I try to find a good proof for invertibility of strictly diagonally dominant matrices (defined by $|m_{ii}|>\sum_{j\ne i}|m_{ij}|$).
There is a proof of this in this paper but I'm wondering whether there are are better proof such as using determinant, etc to show that the matrix is non singular.
[Math] Strictly diagonally dominant matrices are non singular
linear algebramatrices
Best Answer
The proof in the PDF (Theorem 1.1) is very elementary.
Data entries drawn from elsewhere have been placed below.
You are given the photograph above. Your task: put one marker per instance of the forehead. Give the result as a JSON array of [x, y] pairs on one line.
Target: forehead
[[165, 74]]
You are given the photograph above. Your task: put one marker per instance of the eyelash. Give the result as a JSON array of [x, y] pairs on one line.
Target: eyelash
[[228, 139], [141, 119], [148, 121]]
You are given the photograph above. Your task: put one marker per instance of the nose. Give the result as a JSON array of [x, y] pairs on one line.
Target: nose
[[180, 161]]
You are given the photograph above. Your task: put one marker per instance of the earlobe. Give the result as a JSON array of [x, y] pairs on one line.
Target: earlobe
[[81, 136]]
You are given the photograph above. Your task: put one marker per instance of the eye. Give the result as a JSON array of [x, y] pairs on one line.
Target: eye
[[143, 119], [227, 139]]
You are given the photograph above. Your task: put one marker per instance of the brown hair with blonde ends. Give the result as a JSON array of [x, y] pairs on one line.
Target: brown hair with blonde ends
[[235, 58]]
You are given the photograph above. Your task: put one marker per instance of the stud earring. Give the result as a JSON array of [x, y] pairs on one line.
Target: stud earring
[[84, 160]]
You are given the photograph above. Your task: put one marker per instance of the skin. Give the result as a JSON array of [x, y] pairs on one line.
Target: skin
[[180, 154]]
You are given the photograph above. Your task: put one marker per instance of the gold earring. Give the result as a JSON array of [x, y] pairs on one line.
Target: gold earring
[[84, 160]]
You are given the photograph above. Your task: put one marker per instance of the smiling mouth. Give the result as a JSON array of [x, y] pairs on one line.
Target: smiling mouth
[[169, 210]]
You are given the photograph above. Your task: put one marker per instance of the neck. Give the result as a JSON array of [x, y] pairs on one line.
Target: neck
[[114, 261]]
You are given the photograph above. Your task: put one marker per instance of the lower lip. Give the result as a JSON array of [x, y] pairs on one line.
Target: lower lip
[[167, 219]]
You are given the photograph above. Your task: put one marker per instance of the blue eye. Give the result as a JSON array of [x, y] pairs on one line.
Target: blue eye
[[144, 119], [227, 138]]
The crux of the argument is that if $M$ is strictly diagonally dominant and singular, then there exists a vector $u \neq 0$ with $$Mu = 0.$$
$u$ has some entry $u_i > 0$ of largest magnitude. Then
\begin{align*} \sum_j m_{ij} u_j &= 0\\ m_{ii} u_i &= -\sum_{j\neq i} m_{ij}u_j\\ m_{ii} &= -\sum_{j\neq i} \frac{u_j}{u_i}m_{ij}\\ |m_{ii}| &\leq \sum_{j\neq i} \left|\frac{u_j}{u_i}m_{ij}\right|\\ |m_{ii}| &\leq \sum_{j\neq i} |m_{ij}|, \end{align*} a contradiction.
I'm skeptical you will find a significantly more elementary proof. Incidentally, though, the Gershgorin circle theorem (also described in your PDF) is very beautiful and gives geometric intuition for why no eigenvalue can be zero.